#SheReviews The Work Wives by Rachael Johns

April 3, 2023

Can women ever truly know their female friends, particularly a work friend, thoroughly and intricately? Can secrets between those friends surreptitiously co-exist within the framework of a solid and well-chiseled kinship?

These questions are ennobly and forthrightly examined in phenomenally talented and highly successful Australian author, Rachael Johns’, latest stellar novel, The Work Wives (in the genre of women’s fiction, or as Rachael herself coins it on her website, ‘life-lit’).

Taking place in the eternally buzzing metropolis of Sydney, The Work Wives follows the plethora of trevails, testings and varied tribulations of Debra Fast (forty-two), a payroll manager for the moderately-sized company, The Energy Co, and her best friend and work buddy, Quinn Paladino (twenty-seven), an employee in the digital marketing section of The Energy Co.

Deb and Quinn may be ‘besties’ at work and in the outside world, but they are light years apart in terms of their life choices and even their emphatic outlooks and world views.

Deb is a stridently devoted and caring mother to a sensitive and loving, yet defiantly assertive, fifteen year old daughter, Ramona.
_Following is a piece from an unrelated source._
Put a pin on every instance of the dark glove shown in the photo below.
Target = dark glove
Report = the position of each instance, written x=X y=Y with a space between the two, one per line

Ramona is in grade ten at Smythes Ladies College, where she is on a scholarship, having been drawn to the school for the elite fashion program. Ramona, living with Deb in Granville in the western suburbs, has been a social outcast at her previous school and is pliably eager to fit in at SLC. When she is reached out to in a kindly (or is it?) manner by Sydney, Kenzie and Nyra (three of the ‘popular set’ at school), Ramona thinks she has it made. Or does she?

There are gasping gaps in Ramona’s life, as Deb has informed her uniformly that Ramona’s father was a sperm donor, as Deb had sworn off men and saw that as a way to have a child. Deb has not had a boyfriend since Ramona was born.

Quinn, on the other hand, is consistently on dating apps, searching anywhere she can for ‘Mr Right’. She resides in the upmarket and hip Sydney suburb of Darlinghurst, sharing a terrace house with her brother, Declan, and his partner, Darpan.

A hurricane of unheralded and unyielding intensity arrives in the office late one otherwise mundane and predictable Friday afternoon, when Shaun Reid, the CEO, gathers employees in the boardroom to introduce the new director of sales. Deb and Quinn are about to discover that one of them will be left loftily euphoric by the new appointment and that one of them will be unmercilessly propelled into a uniquely clandestine and ghoul-like nightmare.

Who is the new director of sales, and why has he caused so wildly differing reactions in Deb and Quinn? What is the inestimable secret that Deb has been keeping to herself for so long? Will Ramona be happy at the ‘posh’ school of SLC and can she truly and unreservedly ‘fit in’?
Will Quinn ever find her ‘happily ever after’ with a man who adores her? Will Deb forever give men a wide berth and why?

Rachael has written an intellectually soaring novel, full of wisdom and insight into the at-times fragile and fraught, at-times ironclad and sometimes menacing human condition and psyche. Illuminating themes of abuse (mental, emotional, physical and sexual), bullying, social media (both the perils and benefits of), mother/daughter relationships, female friendship and male/female relationships are superbly examined and explored in The Work Wives.

Bravo Rachael! Once again you have knocked it out of the ballpark with your writing. I was turning the pages faster and faster the further I progressed in my reading of The Work Wives (always a sign of an exemplary read). This is another spectacular read from Rachael which I loved, and I can’t wait to see what Rachael writes next.